From China emerges Mao Zedong,

He the happiness of the people—

Shout hurrah!

He is the savior of the people.

 Chairman Mao loves the people.

He is our helmsman

Charting the course to a new China!

Shout hurrah!  Lead the way!

 The words, as if recalled from an almost imagined age, are often stumbled over.  I dutifully get up and try a song.  Nobody is familiar with my Chinese pop tune, but all clap along until I hit a wrong note and can’t recover.  We all laugh.  I choose someone.

 On the way back home, it all happens again, but this time washed in 140-proof baijiu and up ten decibels.  Out of bitter experience, I decline.  At the back of the bus, as drinks are pounded, they bellow, yi, er, SAN!

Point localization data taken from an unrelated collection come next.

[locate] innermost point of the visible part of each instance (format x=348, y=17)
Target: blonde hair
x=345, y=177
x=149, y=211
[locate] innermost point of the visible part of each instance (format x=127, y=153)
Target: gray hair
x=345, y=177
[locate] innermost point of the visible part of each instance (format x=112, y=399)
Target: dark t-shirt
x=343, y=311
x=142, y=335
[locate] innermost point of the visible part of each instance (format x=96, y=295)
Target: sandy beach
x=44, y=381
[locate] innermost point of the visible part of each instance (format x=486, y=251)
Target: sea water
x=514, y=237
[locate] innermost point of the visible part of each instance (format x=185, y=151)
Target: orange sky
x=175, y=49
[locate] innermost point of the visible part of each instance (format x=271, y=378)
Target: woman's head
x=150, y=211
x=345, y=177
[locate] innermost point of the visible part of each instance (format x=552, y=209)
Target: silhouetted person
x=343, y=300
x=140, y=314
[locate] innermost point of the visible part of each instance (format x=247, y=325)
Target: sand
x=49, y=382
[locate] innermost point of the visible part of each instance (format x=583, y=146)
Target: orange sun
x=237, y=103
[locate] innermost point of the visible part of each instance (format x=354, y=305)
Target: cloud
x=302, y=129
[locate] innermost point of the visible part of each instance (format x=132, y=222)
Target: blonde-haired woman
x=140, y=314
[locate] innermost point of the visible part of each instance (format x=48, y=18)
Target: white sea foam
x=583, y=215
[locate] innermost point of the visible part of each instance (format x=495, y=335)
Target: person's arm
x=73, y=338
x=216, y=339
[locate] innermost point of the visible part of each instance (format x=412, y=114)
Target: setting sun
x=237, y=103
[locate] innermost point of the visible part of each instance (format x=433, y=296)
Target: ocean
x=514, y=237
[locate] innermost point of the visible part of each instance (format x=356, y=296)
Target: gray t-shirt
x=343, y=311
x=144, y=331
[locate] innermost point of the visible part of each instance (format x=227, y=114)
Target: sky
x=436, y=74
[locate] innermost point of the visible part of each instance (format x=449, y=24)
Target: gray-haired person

 Bus rides to and from the weekly destinations of our “photography” group always feature this Bus Culture, literally qiche wenhua

 Back at home I have a look at my photos.  I can almost re-experience the transcendent emanation of tranquility that emanated from tianshi or the lake within this cooled volcano.  On my desk now, I have a small bit of pressed ash to help me recall.  I couldn’t help but end up with a snapshots of figures that burst into my path and commenced posing.   I get to thinking about this word, culture.  Of course, few people in my own background would think of referring to bus-ride revelry, however colorful or ritualistic, as culture.   But then culture is like a scent in your own house.  You don’t notice it until someone else, stepping among your darling terriers, holds her nose.  “Experiencing” culture—as opposed to floating along in one’s own—tends to be a ride in a raucous wayward bus of miscommunication, minor mishaps, and discordant expectations.  

 For me, the novelty of living in a foreign place wore off after a year or two.  I felt like a battered tug on the bounding main.   Just the language provided daily confusion, turning simple tasks to hurdles.  The word “ma”, as a single example, can mean to belabor someone, a horse, mother, or spicy, depending on the tone used.  And if a fourth tone precedes a fourth tone, better change the first fourth to a second.  I have been guilty of repeatedly mispronouncing a word, with an increasing sense of frenzy, into the faces of bewildered listeners.  Once, I stalked through a market demanding mifan (cooked rice) when what I wanted was dami (the actual grain). 

 After a while though, the sounds of the storm become more familiar, a voice in the background that one understands that one does not need to understand. It strikes me, after all this time, that I am learning something important: at least for me.  That is, to sing and then laugh, with everyone else, at myself.